Afaf Ramzi Saidi, témoignages d’émotions et de quêtes

En mars 2018, disparaissait un grand amoureux de l’art et de la nature, un homme de cœur et d’engagement sans faille, Ramzi Saidi. Afaf Osseiran Saidi partage les souvenirs d’une existence avec cet homme qui fut son partenaire de vie, son compagnon d’aventures et son meilleur ami. Un humaniste et un bienfaiteur dans le microcosme artistique libanais.

Afaf Osseiran Saidi. Photo Anne Ilcinkas

Dans la demeure de Afaf et Ramzi Saidi, les murs n’ont pas de couleurs. Amine el-Bacha, Mohammad Rawas, Omar Onsi, Hussein Madi, Chafic Abboud, Daoud Corm, Aref el-Rayess et tant d’autres leur ont prêté les leurs. Quels que soit l’angle, le coin ou la surface sur lesquels vient se poser le regard, il croise un portrait, une aquarelle, une nature morte, un paysage. Des œuvres de grands maîtres libanais qui se côtoient, se superposent et se soutiennent les unes les autres, sous le regard bienveillant des sculptures de Michel Basbous ou de Sami Rifai posées à même le sol, sur des tables basses ou sur des socles. « Peu importe qu’on ait de la difficulté à circuler, confie Afaf Saidi, j’aime à être entourée de toutes ces oeuvres qui sont le témoignage d’une vie à deux, faite de quêtes et de grands moments d’émotion partagés avec mon époux. »

C’est précisément dans cet espace-là qu’il invitait les artistes, les critiques d’art et les amis à se réunir pour discuter de telle ou telle oeuvre acquise, et partager leurs impressions.

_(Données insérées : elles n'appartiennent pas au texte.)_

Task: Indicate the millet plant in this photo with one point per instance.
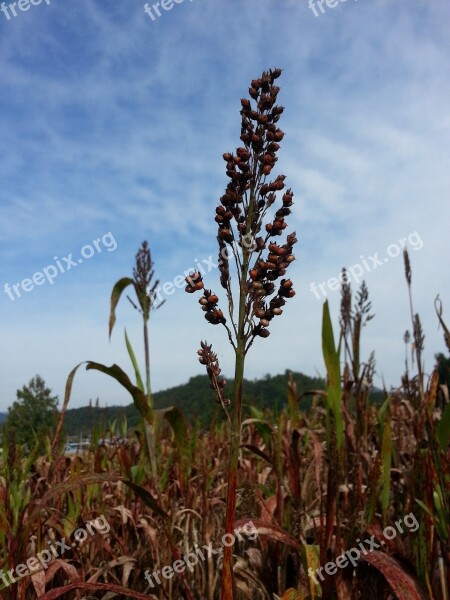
(248, 230)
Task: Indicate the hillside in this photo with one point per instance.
(195, 399)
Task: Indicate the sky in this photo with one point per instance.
(113, 123)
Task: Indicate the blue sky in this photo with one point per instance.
(112, 123)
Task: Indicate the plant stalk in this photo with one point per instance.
(228, 584)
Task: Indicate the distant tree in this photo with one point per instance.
(443, 367)
(34, 412)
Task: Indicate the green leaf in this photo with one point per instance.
(331, 357)
(175, 418)
(115, 297)
(386, 455)
(139, 398)
(134, 362)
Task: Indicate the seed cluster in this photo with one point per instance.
(209, 358)
(248, 197)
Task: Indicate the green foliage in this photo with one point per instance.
(33, 415)
(196, 400)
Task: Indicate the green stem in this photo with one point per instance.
(228, 584)
(149, 426)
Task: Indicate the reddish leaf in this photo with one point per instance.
(402, 583)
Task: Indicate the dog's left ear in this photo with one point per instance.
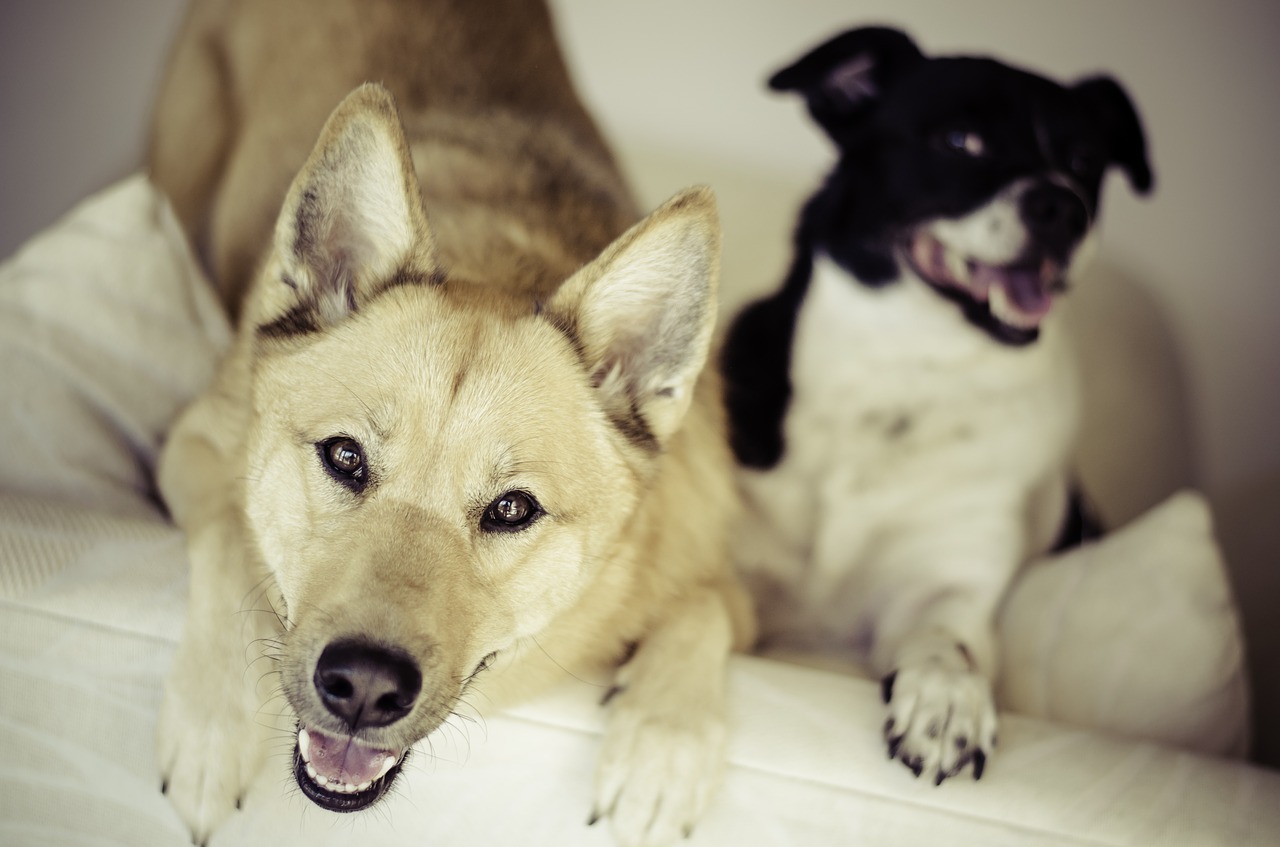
(842, 78)
(353, 218)
(643, 314)
(1127, 143)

Originaire du village de Jouaya au Sud-Liban (dont il a été vice-président du conseil municipal de 1998 à 2010), Ramzi Saidi est titulaire d’un Bachelor of Arts et d’un Masters en économie de l’Université américaine de Beyrouth (AUB). « C’était un économiste passionné, déclare son épouse, un environnementaliste convaincu, un expert en traduction, du temps où il travaillait en Arabie saoudite, un collectionneur d’art à l’intérêt toujours grandissant et intarissable pour les artistes, un philanthrope, un grand lecteur (il accordait un minimum de deux heures par jour à la lecture) et un producteur d’agrumes (en Zambie où nous avons habité durant quelques années). Nos années en Afrique étaient des années de pur bonheur avec un sentiment de grande liberté ». Et Afaf Saidi d’ajouter : « C’est en Afrique qu’il avait commencé à nourrir sa passion pour l’art et c’est de retour à Beyrouth en 1979, avec quelques toiles sous les bras, que l’aventure de la collection prendra son envol. »

De la nature à l’art

Hormis sa passion pour l’économie et son engouement effréné pour l’art, Ramzi Saidi avait aussi mis ses talents intellectuels et ses ressources au service d’une noble cause : celle de la conservation de la nature, qui représentait pour lui un moyen important de contribuer au bien-être des sociétés humaines. Cofondateur de la Society for Protection of Nature in Lebanon (l’une des premières ONG de défense de l’environnement au Liban) et du Lebanese Environment Forum, il a été l’un des piliers de la conservation de la nature de notre époque. Sa passion pour les oiseaux et la biodiversité l’a amené à créer des mécanismes innovants pour sécuriser cette conservation. Mais l’envie de collectionner des œuvres d’art découle en partie d’un événement en particulier : l’invasion israélienne du Liban en 1982. Il est alors comme investi d’une mission : celle de préserver le patrimoine artistique et culturel libanais et son précieux héritage. L’un des objectifs initiaux de la collection était en effet de représenter les principaux thèmes, aspects et médias de l’art du XXe siècle au Liban. « C’est pour cette raison, précise Afaf Osseiran Saidi, qu’il aimait posséder de chaque artiste toutes les inclinaisons artistiques qui lui étaient propres. »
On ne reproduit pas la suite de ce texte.